Following their missing, the village offered sacrifice to know where the children had gone. The ancestors told the chief the children were safe inside a tree.

“They told him that they had hidden them as a warning to parents who did not properly care for their children,” reads the story in part.

This painting teaches parents to take care of their children. There are people who just leave children to wander about on their own. It is even more relevant now with increasing cases of child trafficking.

In another painting, Chinsolo, by Singano, a story of a human head that married a young girl after her two sisters rejected to marry it is depicted. In the end the human head turned into a handsome young man.

“The girl was delighted. She introduced the transformed Chinsolo to her father, and showed her sisters the good fortune that they had turned down. Truly it was good fortune, for Chinsolo and his wife lived long and happily after,” goes the tale.

The painting teaches us to respect people of different inabilities in life as the saying goes that disability is not inability. It is rebuking people who despise others with poor background. In life, anything can happen. Those we despise today will become important people tomorrow.

Singano himself says Malawians should take care of orphans as they have the potential to be the great people of tomorrow.

“Let us not denigrate orphans. They can become bosses in future like Chinsolo,” he says.

Singano explains that he got inspiration to paint from his father’s stories: “I was inspired by my father’s stories. The stories have lessons we can apply today.”

On the other hand, Tembo’s painting titled Rhythm of the Rain Ancestors depicts people performing a dance ritual after offering sacrifice to Mbona at Khulubvi shrine in Nsanje.

Khulubvi shrine is an ancestral shrine in the religion of the Mang’anja of Lower Shire. When they experienced floods, droughts or calamities, they offered sacrifice to the ancestors to appease them.

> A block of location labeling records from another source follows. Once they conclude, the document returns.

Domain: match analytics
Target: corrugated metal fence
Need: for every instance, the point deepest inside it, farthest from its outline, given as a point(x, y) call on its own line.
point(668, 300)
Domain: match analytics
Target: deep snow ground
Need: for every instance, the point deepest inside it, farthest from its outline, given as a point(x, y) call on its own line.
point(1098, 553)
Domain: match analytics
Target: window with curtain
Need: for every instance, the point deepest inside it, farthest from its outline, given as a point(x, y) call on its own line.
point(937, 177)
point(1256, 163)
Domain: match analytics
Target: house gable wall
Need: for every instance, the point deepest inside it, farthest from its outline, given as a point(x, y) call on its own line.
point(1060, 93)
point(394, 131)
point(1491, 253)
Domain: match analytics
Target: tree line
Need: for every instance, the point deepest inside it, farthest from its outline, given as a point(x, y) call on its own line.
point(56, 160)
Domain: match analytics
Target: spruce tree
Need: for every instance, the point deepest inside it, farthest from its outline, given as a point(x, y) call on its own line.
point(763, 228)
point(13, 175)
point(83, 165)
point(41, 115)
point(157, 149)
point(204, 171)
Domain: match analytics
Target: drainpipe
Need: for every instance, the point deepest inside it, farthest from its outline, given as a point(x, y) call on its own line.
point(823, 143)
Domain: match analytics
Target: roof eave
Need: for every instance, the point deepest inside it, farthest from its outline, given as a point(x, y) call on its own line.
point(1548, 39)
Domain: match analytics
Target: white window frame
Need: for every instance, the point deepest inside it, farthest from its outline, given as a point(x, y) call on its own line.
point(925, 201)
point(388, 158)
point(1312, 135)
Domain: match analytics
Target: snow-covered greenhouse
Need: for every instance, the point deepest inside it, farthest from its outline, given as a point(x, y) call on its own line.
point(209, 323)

This oil painting depicts a dance performance after offering sacrifice. The people wear black, showing this is a solemn occasion. The animals in the background depict an environment in which human beings interacted with nature peacefully.

Tembo says he painted the scenes to show the significance of the Khulubvi cult in our culture. “This place is now preserved for cultural purposes,” Tembo says.

Last but not least, there are three related paintings by Tembo that depict Charles Darwin’s Theory of Evolution; the first depicts scenes of Galapagos Island, the second is an illustration from Galapagos to Golgotha and the third one depicts scenes from Galapagos to Galapagos.

They are paintings that depict the creation story according to different cultures. The west believe in Darwin’s explanations on the origin of man, Christians believe in the Genesis account of God creating man in Eden and Malawians also have tales of how life came into being.

“In these paintings, the idea is to show that human beings have to decide whether they are from Galapagos, Eden or they are parallel and complementary,” Tembo says.

After all the illustrations are examined, one can draw one lesson that our past as a people is replete with stories ranging from morality to creation.